For their ultra-fast snapshots of the PYP dynamics, the scientists first produced tiny crystals of PYP molecules, most measuring less than 0.01 millimetres across. These microcrystals were sprayed into the focus of the world's most powerful X-ray laser, LCLS at the SLAC National Accelerator Laboratory in the US, as their photocycle was kicked off with a meticulously synchronised blue laser pulse. Thanks to the incredibly short and intense X-ray flashes of the LCLS, the researchers could watch how PYP changes its shape at different time steps in the photocycle, by taking snapshot X-ray diffraction patterns.
With a resolution of 0.16 nanometres, these are the most detailed images of a biomolecule ever made with an X-ray laser. A nanometre is a millionth of a millimetre. The diameter of the smallest atom, hydrogen, is about 0.1 nanometres.
Beyond reproducing known aspects of the PYP photocycle, thereby validating the new method, this investigation revealed much finer details. Also, thanks to the high temporal resolution, the X-ray laser could, in principle, study steps in the cycle that are shorter than 1 picosecond (a picosecond is a trillionth of a second) - too fast to be caught with previous techniques. The ultrafast snapshots can be assembled into a movie, showing the dynamics in ultra slow-motion.
"This is a real breakthrough", emphasises co-author Prof. Henry Chapman from the Center for Free-Electron Laser Science at DESY, who is also a member of the Hamburg Centre for Ultrafast Imaging. "Our study is opening the door for time resolved studies of dynamic processes with atomic resolution."
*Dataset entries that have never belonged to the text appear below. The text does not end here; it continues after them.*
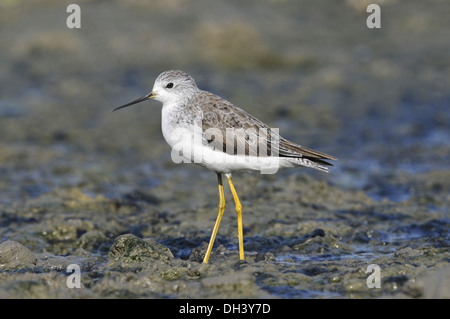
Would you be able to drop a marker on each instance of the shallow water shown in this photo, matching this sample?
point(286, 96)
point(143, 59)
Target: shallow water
point(76, 177)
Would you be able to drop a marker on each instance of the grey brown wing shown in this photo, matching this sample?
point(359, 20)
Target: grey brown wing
point(234, 131)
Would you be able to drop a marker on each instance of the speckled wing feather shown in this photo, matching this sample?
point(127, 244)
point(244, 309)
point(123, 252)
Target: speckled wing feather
point(220, 114)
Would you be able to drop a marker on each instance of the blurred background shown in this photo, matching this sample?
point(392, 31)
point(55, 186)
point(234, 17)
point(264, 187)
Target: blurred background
point(377, 99)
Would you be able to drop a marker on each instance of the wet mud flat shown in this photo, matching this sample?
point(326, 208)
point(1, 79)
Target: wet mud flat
point(82, 186)
point(319, 244)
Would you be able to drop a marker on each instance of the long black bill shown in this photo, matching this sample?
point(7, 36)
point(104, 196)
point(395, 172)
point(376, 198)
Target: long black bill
point(141, 99)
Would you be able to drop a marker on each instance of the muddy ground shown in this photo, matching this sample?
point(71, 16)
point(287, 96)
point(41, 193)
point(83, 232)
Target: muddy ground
point(81, 185)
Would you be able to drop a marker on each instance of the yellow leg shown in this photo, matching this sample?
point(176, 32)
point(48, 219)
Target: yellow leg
point(239, 213)
point(219, 218)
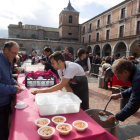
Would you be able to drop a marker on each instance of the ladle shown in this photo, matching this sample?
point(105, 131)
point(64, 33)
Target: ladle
point(103, 111)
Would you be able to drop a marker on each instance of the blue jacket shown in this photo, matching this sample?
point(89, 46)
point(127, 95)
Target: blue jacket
point(6, 81)
point(133, 94)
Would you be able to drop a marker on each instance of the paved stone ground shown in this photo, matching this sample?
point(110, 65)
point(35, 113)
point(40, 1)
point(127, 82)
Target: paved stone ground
point(98, 98)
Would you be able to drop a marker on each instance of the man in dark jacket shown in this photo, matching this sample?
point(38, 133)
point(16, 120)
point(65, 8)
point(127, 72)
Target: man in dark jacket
point(8, 85)
point(83, 60)
point(47, 62)
point(126, 71)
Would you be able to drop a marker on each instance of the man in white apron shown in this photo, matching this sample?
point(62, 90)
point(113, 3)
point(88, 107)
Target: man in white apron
point(72, 76)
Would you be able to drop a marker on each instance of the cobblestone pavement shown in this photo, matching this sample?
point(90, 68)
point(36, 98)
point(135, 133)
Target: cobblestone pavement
point(98, 98)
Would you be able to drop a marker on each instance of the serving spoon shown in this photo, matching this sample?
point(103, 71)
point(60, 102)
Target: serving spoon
point(103, 111)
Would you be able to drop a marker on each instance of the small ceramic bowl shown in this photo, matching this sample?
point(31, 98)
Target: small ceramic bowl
point(80, 125)
point(42, 122)
point(58, 119)
point(64, 128)
point(20, 105)
point(46, 132)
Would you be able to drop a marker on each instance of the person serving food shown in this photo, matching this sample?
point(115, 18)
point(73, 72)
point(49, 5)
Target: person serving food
point(72, 76)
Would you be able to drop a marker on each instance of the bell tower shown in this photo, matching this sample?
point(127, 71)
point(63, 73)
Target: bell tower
point(69, 24)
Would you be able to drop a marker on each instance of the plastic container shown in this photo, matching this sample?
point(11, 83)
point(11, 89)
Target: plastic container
point(47, 128)
point(42, 119)
point(57, 103)
point(65, 131)
point(110, 127)
point(80, 122)
point(35, 81)
point(58, 119)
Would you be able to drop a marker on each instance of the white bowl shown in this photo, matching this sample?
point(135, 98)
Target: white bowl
point(56, 122)
point(42, 119)
point(40, 78)
point(46, 136)
point(63, 125)
point(80, 128)
point(20, 68)
point(103, 118)
point(20, 105)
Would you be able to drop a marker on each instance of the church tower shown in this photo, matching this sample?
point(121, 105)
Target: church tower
point(69, 24)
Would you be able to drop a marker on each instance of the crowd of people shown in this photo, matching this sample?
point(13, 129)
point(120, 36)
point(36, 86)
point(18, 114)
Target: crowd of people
point(73, 76)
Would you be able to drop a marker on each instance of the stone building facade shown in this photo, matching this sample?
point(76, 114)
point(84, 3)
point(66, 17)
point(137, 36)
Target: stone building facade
point(32, 32)
point(115, 31)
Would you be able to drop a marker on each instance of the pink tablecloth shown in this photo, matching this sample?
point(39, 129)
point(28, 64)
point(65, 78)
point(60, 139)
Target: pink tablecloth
point(24, 128)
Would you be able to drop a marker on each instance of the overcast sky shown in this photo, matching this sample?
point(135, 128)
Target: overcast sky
point(46, 12)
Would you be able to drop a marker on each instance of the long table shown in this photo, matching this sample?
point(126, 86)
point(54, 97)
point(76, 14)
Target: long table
point(24, 128)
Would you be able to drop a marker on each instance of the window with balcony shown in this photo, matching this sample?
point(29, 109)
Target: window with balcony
point(121, 31)
point(70, 19)
point(98, 23)
point(90, 27)
point(123, 13)
point(107, 34)
point(138, 27)
point(89, 39)
point(84, 30)
point(83, 39)
point(97, 37)
point(108, 19)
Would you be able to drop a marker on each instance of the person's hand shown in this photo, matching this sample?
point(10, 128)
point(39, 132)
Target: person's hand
point(111, 118)
point(36, 61)
point(17, 84)
point(43, 62)
point(34, 92)
point(115, 96)
point(87, 73)
point(19, 90)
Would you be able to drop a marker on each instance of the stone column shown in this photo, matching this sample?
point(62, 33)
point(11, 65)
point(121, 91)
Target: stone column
point(127, 53)
point(100, 52)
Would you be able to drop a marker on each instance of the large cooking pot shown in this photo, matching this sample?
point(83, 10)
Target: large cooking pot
point(123, 102)
point(110, 127)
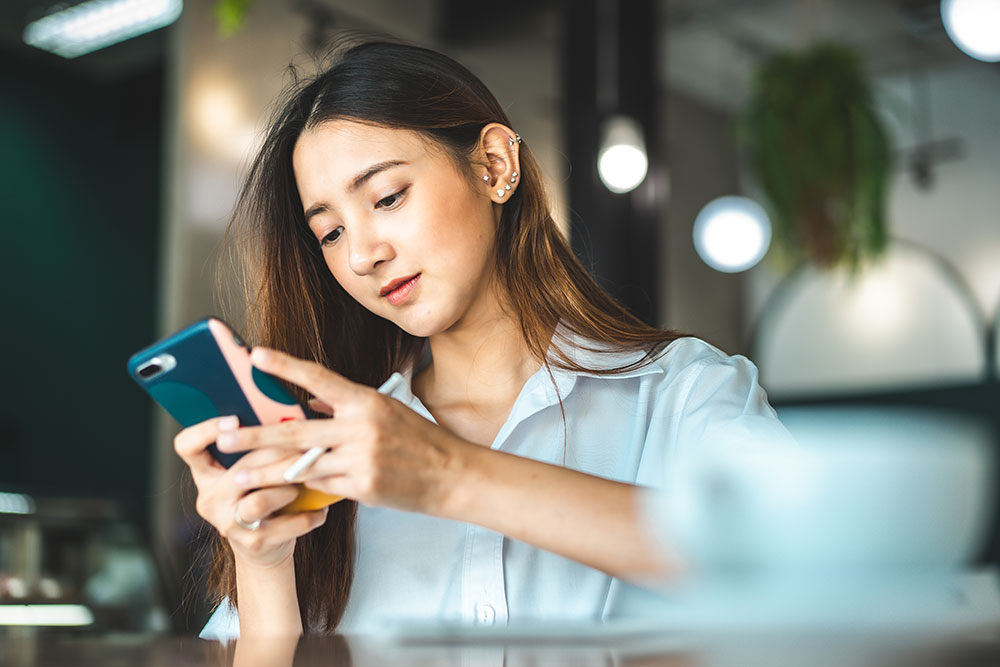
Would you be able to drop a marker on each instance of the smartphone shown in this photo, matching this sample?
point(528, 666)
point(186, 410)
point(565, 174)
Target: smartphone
point(204, 371)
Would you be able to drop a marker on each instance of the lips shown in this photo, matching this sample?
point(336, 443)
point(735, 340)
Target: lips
point(395, 284)
point(398, 291)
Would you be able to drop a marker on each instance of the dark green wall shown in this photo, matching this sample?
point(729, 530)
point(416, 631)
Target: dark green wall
point(79, 211)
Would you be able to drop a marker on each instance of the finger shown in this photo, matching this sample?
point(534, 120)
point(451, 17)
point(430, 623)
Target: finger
point(273, 474)
point(314, 378)
point(191, 444)
point(298, 434)
point(261, 504)
point(321, 406)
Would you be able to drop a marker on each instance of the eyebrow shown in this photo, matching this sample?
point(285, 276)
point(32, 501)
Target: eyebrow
point(358, 181)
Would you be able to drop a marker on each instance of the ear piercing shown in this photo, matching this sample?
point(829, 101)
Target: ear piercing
point(513, 178)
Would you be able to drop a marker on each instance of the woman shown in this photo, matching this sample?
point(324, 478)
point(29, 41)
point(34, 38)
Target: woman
point(395, 224)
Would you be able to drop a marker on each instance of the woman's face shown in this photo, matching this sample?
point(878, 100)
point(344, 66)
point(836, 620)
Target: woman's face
point(403, 231)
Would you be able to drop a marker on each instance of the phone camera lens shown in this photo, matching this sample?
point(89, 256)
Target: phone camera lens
point(149, 370)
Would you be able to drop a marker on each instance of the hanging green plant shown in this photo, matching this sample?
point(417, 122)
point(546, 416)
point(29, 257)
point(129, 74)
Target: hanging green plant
point(231, 14)
point(821, 155)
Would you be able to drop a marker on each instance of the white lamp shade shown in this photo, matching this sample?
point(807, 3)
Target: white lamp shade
point(732, 234)
point(622, 163)
point(974, 26)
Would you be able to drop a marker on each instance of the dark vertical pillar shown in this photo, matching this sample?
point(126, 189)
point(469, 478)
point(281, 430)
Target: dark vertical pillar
point(614, 235)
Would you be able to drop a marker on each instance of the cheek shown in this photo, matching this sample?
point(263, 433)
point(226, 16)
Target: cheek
point(347, 279)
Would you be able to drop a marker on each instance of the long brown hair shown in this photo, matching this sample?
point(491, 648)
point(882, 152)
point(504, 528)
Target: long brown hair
point(293, 302)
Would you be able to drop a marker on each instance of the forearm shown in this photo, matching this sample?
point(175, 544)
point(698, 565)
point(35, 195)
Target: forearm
point(588, 519)
point(267, 601)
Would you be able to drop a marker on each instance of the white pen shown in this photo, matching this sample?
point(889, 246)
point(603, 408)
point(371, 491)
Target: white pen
point(305, 461)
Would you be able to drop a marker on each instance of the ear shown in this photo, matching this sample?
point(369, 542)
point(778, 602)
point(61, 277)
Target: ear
point(501, 146)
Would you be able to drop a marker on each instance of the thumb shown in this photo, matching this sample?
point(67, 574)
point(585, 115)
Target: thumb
point(321, 406)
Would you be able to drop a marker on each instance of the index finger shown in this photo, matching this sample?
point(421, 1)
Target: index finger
point(314, 378)
point(191, 444)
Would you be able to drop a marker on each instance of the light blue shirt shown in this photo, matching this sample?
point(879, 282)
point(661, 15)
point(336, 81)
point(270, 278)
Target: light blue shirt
point(628, 427)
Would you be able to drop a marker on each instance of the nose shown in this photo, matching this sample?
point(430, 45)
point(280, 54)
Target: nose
point(367, 250)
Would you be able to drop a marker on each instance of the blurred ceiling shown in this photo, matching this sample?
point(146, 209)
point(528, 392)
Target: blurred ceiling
point(115, 62)
point(713, 46)
point(709, 48)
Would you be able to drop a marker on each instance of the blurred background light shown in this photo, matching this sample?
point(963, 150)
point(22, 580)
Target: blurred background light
point(974, 26)
point(45, 615)
point(622, 161)
point(93, 25)
point(732, 234)
point(16, 503)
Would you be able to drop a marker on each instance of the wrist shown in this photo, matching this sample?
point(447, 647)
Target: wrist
point(460, 480)
point(272, 564)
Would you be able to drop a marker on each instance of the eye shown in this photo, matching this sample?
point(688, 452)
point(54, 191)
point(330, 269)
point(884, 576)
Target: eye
point(391, 200)
point(332, 237)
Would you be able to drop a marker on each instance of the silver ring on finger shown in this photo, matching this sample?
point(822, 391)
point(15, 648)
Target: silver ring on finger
point(251, 526)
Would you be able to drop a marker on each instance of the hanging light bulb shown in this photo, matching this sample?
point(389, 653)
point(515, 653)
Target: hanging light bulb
point(622, 161)
point(732, 234)
point(974, 26)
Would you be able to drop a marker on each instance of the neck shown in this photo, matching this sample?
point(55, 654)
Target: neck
point(482, 361)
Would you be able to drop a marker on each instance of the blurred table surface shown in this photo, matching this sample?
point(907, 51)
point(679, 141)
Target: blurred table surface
point(31, 648)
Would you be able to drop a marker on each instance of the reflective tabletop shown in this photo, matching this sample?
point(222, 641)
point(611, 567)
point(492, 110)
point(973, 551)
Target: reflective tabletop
point(54, 649)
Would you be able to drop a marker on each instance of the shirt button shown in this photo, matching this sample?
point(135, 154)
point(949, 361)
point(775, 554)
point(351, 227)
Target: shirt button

Compared to other methods, X-ray lasers, like the LCLS or the European XFEL that is currently being built from the DESY campus in Hamburg to the neighbouring town of Schenefeld, offer several advantages for the investigation of ultrafast dynamics of molecules. They produce the most brilliant X-ray flashes on earth, offering femtosecond time resolution. A femtosecond is a quadrillionth of a second. While 40 femtosecond X-ray flashes were used for this experiment, the pulse duration can be made even shorter down to just a few femtoseconds.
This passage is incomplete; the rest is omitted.